Mitch McConnell has unveiled his latest abortion of a healthcare "reform" bill that at the moment has failed to secure the support of 51 Republican Senators. Why? Because it still harms millions of Americans and would force them off of healthcare coverage - McConnell and his cronies describe this as a "voluntary" decision ignoring the fact that tax cuts are worthless if one is not making enough income to pay significant amounts in income tax or pay insurance premiums - and seemingly double or triple counts various funds in a pathetic attempt to disguise the negative impact on citizens. The CBO is supposed to release its scoring of the bill on Monday and the likely outcome is that the harm will be significantly worse than what is claimed by McConnell and his fellow GOP liars sycophants. Meanwhile, Republicans continue to disingenuously claim to care about "working families" and "Christian values." A piece in Talking Points Memo looks at the GOP's difficulties in selling a foul rotten fish. Here are excerpts:
GOP leaders unveiled the Senate’s revised health care bill on Thursday, and the updated legislation included a version of a controversial amendment drafted by Sen. Ted Cruz (R-TX) that would allow insurers to offer cheap, bare-bones plans that cover few health care services as long as at least one plan per state complies with Obamacare’s regulations. To address concerns that Cruz’s amendment would lower prices for the young and healthy by making them skyrocket for the people who need a comprehensive insurance plan or have a pre-existing condition, the amendment purports to allocate billions in additional funding that states could use “to assist such health insurance issuers in covering high risk individuals.”
But as Sen. Susan Collins (R-ME) told reporters on Thursday, there is no additional money. Instead, the amendment takes money already appropriated in the bill for other needs and says it can be used for these payments to insurers under the Cruz Amendment.
“It seems to me you’re using that money over and over again,” she said. “It’s supposed to relieve the cost of high premiums. It’s supposed to solve the problem with deductibles being unaffordable. It’s supposed to be available for high-risk or reinsurance pool. It’s supposed to be available under the Cruz Amendment to help prevent a huge increase in rates for people with pre-existing conditions.”
Matthew Fiedler, a fellow at Brookings Institute’s Center for Health Policy, confirmed this double-dipping to TPM.
“The overall bill adds $70 billion to the stability fund,” he said. “But the Cruz amendment then redirects that same money to make payments to insurers designed to mitigate the problems that the Cruz amendment would create in the ACA-compliant market.”
“That funding will, of course, not be available to serve the stability fund’s other purposes,” he added.
Those other purposes include assisting the people booted off of Medicaid due to hundreds of billions of cuts in funding for the federal health care program, easing their transition into the individual health insurance market. It is also meant to provide funding for health savings accounts (HSA) that people could use to pay their insurance premiums.

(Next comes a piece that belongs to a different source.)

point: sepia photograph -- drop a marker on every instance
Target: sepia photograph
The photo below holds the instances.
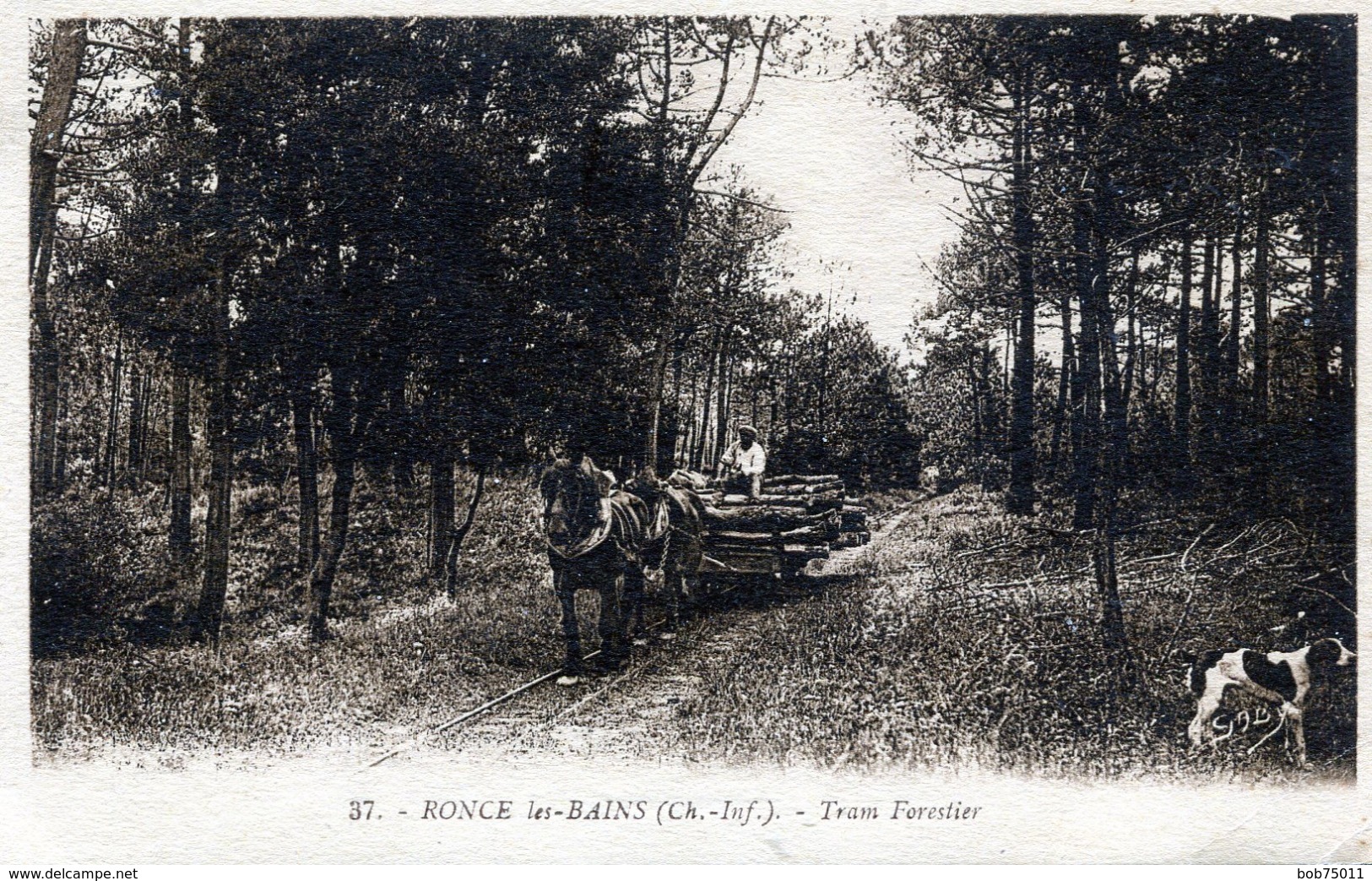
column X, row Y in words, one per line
column 930, row 397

Another piece in Huffington Post sums up the latest bill as follows:
At its core, however, the revised version of the Better Care Reconciliation Act ― which McConnell pulled two weeks ago because too few Republican senators planned to vote for it ― remains a vehicle for massive cuts to Medicaid, less financial assistance for people who buy private health insurance, and the return of skimpy junk insurance policies and discrimination against people with pre-existing conditions. Taxes on the rich would remain, but health care companies would enjoy a major tax cut.This part of the bill is in addition to the sweeping changes the underlying measure would make to the health insurance system, including allowing insurers to sell policies with less coverage but higher deductibles and other out-of-pocket costs than are permitted under the Affordable Care Act.
The bill also would repeal the law’s individual mandate that most Americans obtain health coverage or face a tax penalty and its requirement that large employers offer health benefits to workers.
States would be allowed to waive that law’s requirements for coverage of core benefits ― such as hospitalizations, prescription drugs, maternity care and mental health. This would undermine protections for people with pre-existing conditions, who could be offered plans that don’t cover medical services and products needed to treat their ailments. People whose health coverage lapses for more than 63 days would be locked out of the insurance market for six months.
And insurers could charge older customers five times what they charge younger people, up from three times under the Affordable Care Act.